Greenland’s left-wing environmentalist party promised to halt a mining project that could have made Greenland a major source of rare earths but at a potentially steep environmental price.
Greenland’s left-wing environmentalist party, Inuit Ataqatigiit, won a victory in general elections on Tuesday after campaigning against the development of a contentious rare earths mine partly backed by China.
The party, which had been in the opposition, won 37 percent of the vote over the longtime incumbents, the center-left Siumut party. The environmentalists will need to negotiate a coalition to form a government, but observers said their election win in Greenland, a semiautonomous territory of Denmark that sits on a rich vein of untapped uranium and rare earth minerals, signaled concerns from voters over the impact of mining.
“The people have spoken,” Múte B. Egede, the leader of Inuit Ataqatigiit, told the Danish broadcaster DR, adding that voters had made their position clear and that the mining project in Kvanefjeld in the country’s south would be halted.
Greenland Minerals, an Australian company behind the project, has said the mine has the “potential to become the most significant Western world producer of rare earths,” adding that it would create uranium as a byproduct. The company did not immediately respond to requests for comment on the vote.
The supply of rare earths, a crucial part of the high-tech global supply chain and used in the manufacture of everything from cellphones to rechargeable batteries, is currently dominated by China.

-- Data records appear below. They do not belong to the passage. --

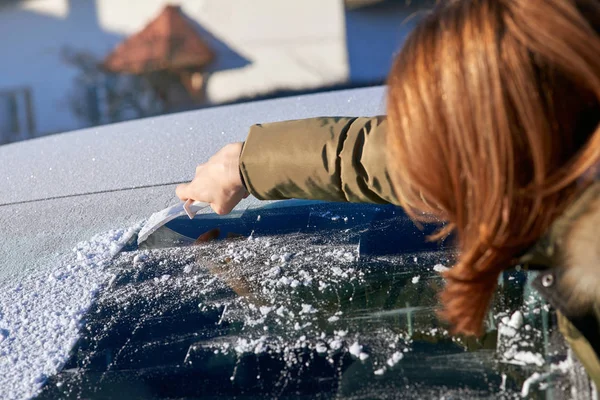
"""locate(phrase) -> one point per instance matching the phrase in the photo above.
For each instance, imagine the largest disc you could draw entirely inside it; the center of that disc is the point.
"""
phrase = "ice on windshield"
(303, 313)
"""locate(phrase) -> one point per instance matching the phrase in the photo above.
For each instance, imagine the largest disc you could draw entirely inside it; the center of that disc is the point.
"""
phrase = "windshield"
(306, 300)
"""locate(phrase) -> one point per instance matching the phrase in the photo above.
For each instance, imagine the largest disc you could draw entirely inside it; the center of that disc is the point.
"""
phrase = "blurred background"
(71, 64)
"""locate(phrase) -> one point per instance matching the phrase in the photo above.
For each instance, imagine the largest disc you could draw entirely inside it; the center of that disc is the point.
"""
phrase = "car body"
(290, 299)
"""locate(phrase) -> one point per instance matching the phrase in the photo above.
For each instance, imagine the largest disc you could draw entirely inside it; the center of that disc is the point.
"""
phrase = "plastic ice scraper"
(189, 208)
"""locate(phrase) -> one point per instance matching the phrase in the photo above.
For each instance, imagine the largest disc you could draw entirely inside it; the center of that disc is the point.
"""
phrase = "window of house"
(16, 119)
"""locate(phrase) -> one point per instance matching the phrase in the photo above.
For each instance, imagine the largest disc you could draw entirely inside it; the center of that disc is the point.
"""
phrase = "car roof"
(63, 189)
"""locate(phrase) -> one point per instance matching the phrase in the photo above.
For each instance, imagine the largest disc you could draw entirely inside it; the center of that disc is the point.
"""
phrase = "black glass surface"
(302, 300)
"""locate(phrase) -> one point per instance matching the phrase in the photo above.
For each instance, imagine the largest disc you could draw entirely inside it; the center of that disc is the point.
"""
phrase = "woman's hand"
(218, 182)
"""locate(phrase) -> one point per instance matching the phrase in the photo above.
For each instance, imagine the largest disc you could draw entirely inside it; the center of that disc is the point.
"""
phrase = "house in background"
(251, 49)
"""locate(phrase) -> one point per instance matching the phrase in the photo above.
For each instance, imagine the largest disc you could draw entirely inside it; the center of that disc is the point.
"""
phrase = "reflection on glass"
(314, 301)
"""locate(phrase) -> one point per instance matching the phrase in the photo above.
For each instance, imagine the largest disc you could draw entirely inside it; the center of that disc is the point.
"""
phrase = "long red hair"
(494, 113)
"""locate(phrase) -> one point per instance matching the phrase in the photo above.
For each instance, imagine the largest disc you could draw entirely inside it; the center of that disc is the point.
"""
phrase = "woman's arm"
(326, 158)
(335, 158)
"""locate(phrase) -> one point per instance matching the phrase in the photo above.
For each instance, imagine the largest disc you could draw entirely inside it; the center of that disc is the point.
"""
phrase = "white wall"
(284, 45)
(262, 45)
(289, 44)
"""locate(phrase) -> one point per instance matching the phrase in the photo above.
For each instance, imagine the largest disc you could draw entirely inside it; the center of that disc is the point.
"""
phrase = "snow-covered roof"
(62, 189)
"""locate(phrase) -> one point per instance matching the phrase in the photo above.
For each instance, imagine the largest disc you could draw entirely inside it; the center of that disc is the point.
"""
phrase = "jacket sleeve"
(336, 159)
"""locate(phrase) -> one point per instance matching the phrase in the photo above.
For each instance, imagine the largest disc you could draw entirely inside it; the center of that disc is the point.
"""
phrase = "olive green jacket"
(343, 159)
(337, 159)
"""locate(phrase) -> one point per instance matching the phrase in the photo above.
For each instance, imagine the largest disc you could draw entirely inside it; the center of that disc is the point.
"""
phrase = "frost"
(355, 349)
(440, 268)
(396, 357)
(42, 315)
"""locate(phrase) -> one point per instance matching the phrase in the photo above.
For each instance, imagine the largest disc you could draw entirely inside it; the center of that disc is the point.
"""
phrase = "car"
(286, 299)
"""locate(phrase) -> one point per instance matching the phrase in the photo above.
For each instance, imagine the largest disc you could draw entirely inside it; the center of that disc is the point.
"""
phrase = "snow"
(40, 317)
(396, 357)
(154, 150)
(440, 268)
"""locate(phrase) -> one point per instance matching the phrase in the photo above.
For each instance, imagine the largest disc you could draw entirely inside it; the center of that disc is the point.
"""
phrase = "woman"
(493, 127)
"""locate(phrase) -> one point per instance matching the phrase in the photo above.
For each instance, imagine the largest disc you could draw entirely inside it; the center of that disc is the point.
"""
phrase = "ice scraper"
(189, 208)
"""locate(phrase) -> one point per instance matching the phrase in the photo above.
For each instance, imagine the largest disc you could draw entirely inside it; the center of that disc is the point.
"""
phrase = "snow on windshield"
(40, 318)
(273, 316)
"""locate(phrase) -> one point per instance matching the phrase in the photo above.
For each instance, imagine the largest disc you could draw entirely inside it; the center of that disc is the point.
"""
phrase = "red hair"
(493, 108)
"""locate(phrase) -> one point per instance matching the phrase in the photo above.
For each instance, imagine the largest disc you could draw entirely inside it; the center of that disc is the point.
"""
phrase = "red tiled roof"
(167, 42)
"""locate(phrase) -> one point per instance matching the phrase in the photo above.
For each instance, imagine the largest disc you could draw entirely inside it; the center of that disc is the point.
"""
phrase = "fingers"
(182, 191)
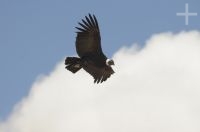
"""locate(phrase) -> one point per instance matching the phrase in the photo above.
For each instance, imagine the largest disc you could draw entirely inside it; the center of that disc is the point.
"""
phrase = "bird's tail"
(73, 64)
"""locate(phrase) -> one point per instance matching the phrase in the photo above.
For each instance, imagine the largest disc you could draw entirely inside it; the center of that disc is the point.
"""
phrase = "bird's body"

Shenghe Resources, a Chinese rare earth company, owns 11 percent of Greenland Minerals.
Opposition to the Greenland mine, which the incumbent Siumut party had supported, played a primary role in its defeat, its leader, Erik Jensen, conceded in an interview with the Danish station TV2.
The mining project has been in development for years, with the government approving drilling for research, but not issuing final approval for the mine.
Among Greenlanders, opposition to the mine had grown over potential exposure of a unique, fragile area to “radioactive pollution and toxic waste,” said Dwayne Menezes, the director of the Polar Research and Policy Initiative, a London-based think tank. “What they’re opposed to is dirty mining.”
The election result sent a clear message, Mr. Menezes added: Mining companies that want access to Greenland’s deposits will have to abide by stringent environmental standards and should look to give Greenlanders a “viable alternative.”
In Greenland, whose economy is heavily dependent on payouts from Denmark, the tensions over the mine centered on the potential economic boon, including hundreds of jobs on an island with about 57,000 people, versus the environmental cost of doing business.
But the vote also highlighted the Arctic region’s growing geopolitical significance on a warming planet, as its polar seas become more navigable and as the melting ice unveils newly accessible resources, including the rare earths that play an essential part in the production of many alternative energy sources.
“On a global level, we are going to need to address head on this tension between Indigenous communities and the materials we are going to most need for a climate-stressed planet,” said Aimee Boulanger, the executive director of the Initiative for Responsible Mining Assurance, a nonprofit.
Given China’s dominance over the global rare earth production and supply, Mr. Menezes said that Western countries should be looking for ways to enhance their partnerships with resource-rich Greenland to keep it in “their sphere of influence.”
Two years ago, Greenland’s lucrative resources and its increasing strategic importance led President Donald J. Trump to muse about purchasing the island. Greenland’s government, however, made clear that it was not for sale.